- Ditholong Ditholong
- Coordinates: 24°30′10″S 30°36′25″E﻿ / ﻿24.5028°S 30.6069°E
- Country: South Africa
- Province: Limpopo
- District: Sekhukhune
- Municipality: Ephraim Mogale

Area
- • Total: 1.35 km^{2} (0.52 sq mi)

Population (2011)
- • Total: 1,655
- • Density: 1,200/km^{2} (3,200/sq mi)

Racial makeup (2011)
- • Black African: 99.9%
- • White: 0.1%

First languages (2011)
- • Northern Sotho: 95.8%
- • Zulu: 2.0%
- • Other: 2.2%
- Time zone: UTC+2 (SAST)

= Ditholong =

Ditholong is a village established in the late 1970s as an extension of Letebejane Village. The name means Place of the African Antelope.

This village lies along the Flag Boshielo Dam (formerly known as Arabie Dam). The village is under the chieftaincy of Chief Rakgoadi Matlala, who is the local chief based at Ga-Matlala'a Rakgoadi in Mohlalaotoane.

== Economy ==
Economic movement is very slow in this small village and residents normally move to the more economically vibrant cities (Predominantly in Gauteng) to seek greener pastures. Seroka Consulting, which is founded and owned by a local engineer who is also a community development stalwart, in a joint venture with Gudani has conducted a feasibility study on tourism development in Schuinsdraai Nature Reserve and the adjacent villages in the eastern side of the dam for Sekhukhune Development Agency in 2011/12 financial year. Schuinsdraai Nature Reserve is located in the western side of Flag Boshielo Dam which forms a boundary with villages in the eastern side, viz. Letebejane/ Ditholong villages in the north and Makgatle (Ga Makharankhane) village in the south. The main goal of the feasibility study was to give Sekhukhune Development Agency and its development partners (Ephraim Mogale Local Municipality, Limpopo Tourism Board and communities adjacent to the dam site) sufficient confidence to make informed decisions about potential for private investment in the project. Using primary and secondary data, the study team looked at (1) whether the institutional and regulatory environment was supportive; (2) whether the proposed project site was suitable for development of the proposed tourism attraction facilities (considering access to civil engineering services and environmental sensitivities); (3) whether there is a sustainable market for the proposed tourist attraction facilities; and (4) whether the proposed development is financial viable with potential to attract private investors.

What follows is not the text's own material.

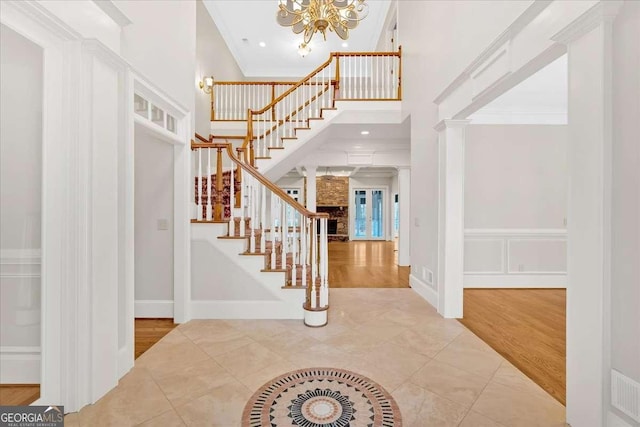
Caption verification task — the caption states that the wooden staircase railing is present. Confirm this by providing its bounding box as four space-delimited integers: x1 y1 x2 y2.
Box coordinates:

The assessment of the strategies, policies and plans of regulating authorities indicated a positive outlook on tourism in the Schuinsdraai/ Flag Boshielo Precinct. Ecotourism is a growing segment with an increasing attraction of international, national and local visitors.

==Water==
The villagers have always struggled with water resources until the Arabie water project was established a few years ago. All residents now have access to clean tap water in their yards.

== Education ==
The local school is Kotole High school, and despite a lack of resources it has produced a few professionals, including engineers and software developers. Most of these young professionals are based in Pretoria and they keep a very close bond, as evidenced by their frequent get-together in the big city or in the village for special occasions.

== Crime ==
Crime is a major problem for local businesses. This includes shops and local spaza shops. This has seen a few businesses close down as a result of being broken into and ransacked, or having robberies take place at gun point. This has only made the migration to the big cities to increase.